M. Bamba a également alerté sur les conséquences économiques du changement climatique. Selon les modélisations de la Banque mondiale, le PIB réel de la Côte d’Ivoire pourrait sous-performer jusqu’à 13 % d’ici 2050 si les tendances actuelles se poursuivent, principalement en raison des effets thermiques sur la productivité au travail, des perturbations des pluies sur la production agricole, ainsi que des inondations et de l’élévation du niveau de la mer sur le capital physique et naturel. 

« Cela implique que 1,6 million de nos compatriotes pourraient basculer dans la pauvreté d’ici 2050 », a-t-il déclaré.


Le ministre a rappelé le cadre juridique en vigueur, notamment le décret de 2013 interdisant la production, l’importation, la commercialisation, la détention et l’utilisation des sachets plastiques à usage unique, dont les contrevenants s’exposent à des peines de prison pouvant aller jusqu’à 20 ans et une amende pouvant atteindre 100 millions de francs CFA. 

Le ministre a salué l’engagement d’Eni Côte d’Ivoire et félicité la compagnie pour son rapport local sur le développement durable 2024, ainsi que pour l’organisation de cette semaine HSE et l’opération de Beach Cleaning. 


Il a invité l’ensemble des opérateurs économiques à se conformer au code de l’environnement, à moderniser leurs équipements, à réduire leurs émissions de gaz à effet de serre et à contribuer à l’objectif national de réduction de 33,07 % des émissions d’ici 2030, dans le cadre de la contribution déterminée au niveau national 3.0.

« La culture HSE ne doit pas être perçue comme une simple exigence réglementaire. Elle constitue un investissement stratégique qui protège les travailleurs, améliore la performance des entreprises, réduit les coûts liés aux accidents de travail et renforce la compétitivité de notre économie », a insisté Abou Bamba, avant de déclarer officiellement ouverte la Semaine HSE 2026.

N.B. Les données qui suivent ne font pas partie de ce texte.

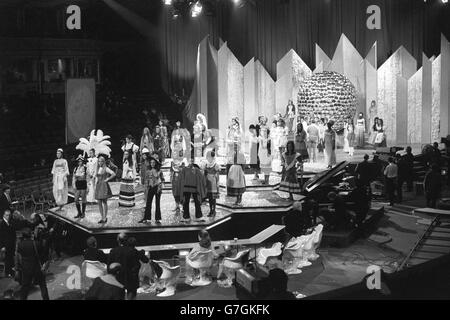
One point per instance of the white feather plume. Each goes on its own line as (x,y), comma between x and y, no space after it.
(97,141)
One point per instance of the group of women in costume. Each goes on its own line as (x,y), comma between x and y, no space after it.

Le directeur général d’Eni Côte d’Ivoire, Luca Faccenda, a pour sa part souligné que la HSE n’est pas une obligation réglementaire parmi d’autres, mais « une valeur fondamentale qui guide chacune de nos décisions, chacun de nos projets et chacune de nos opérations ». 


Il a réaffirmé l’ambition de l’entreprise de garantir un environnement de travail sûr pour tous, de prévenir les risques, de protéger les personnes et de préserver les ressources naturelles, tout en contribuant positivement au développement des territoires dans lesquels elle opère.

« Les défis auxquels nous sommes confrontés, changement climatique, transition énergétique, protection de la biodiversité et sécurité industrielle, exigent des réponses collectives. Aucun acteur ne peut les relever seul », a déclaré M. Faccenda.


Il a réaffirmé la volonté d’Eni Côte d’Ivoire de poursuivre sa collaboration étroite avec les autorités ivoiriennes, les communautés et l’ensemble des parties prenantes pour construire un modèle de développement conciliant performance énergétique, responsabilité environnementale et progrès social.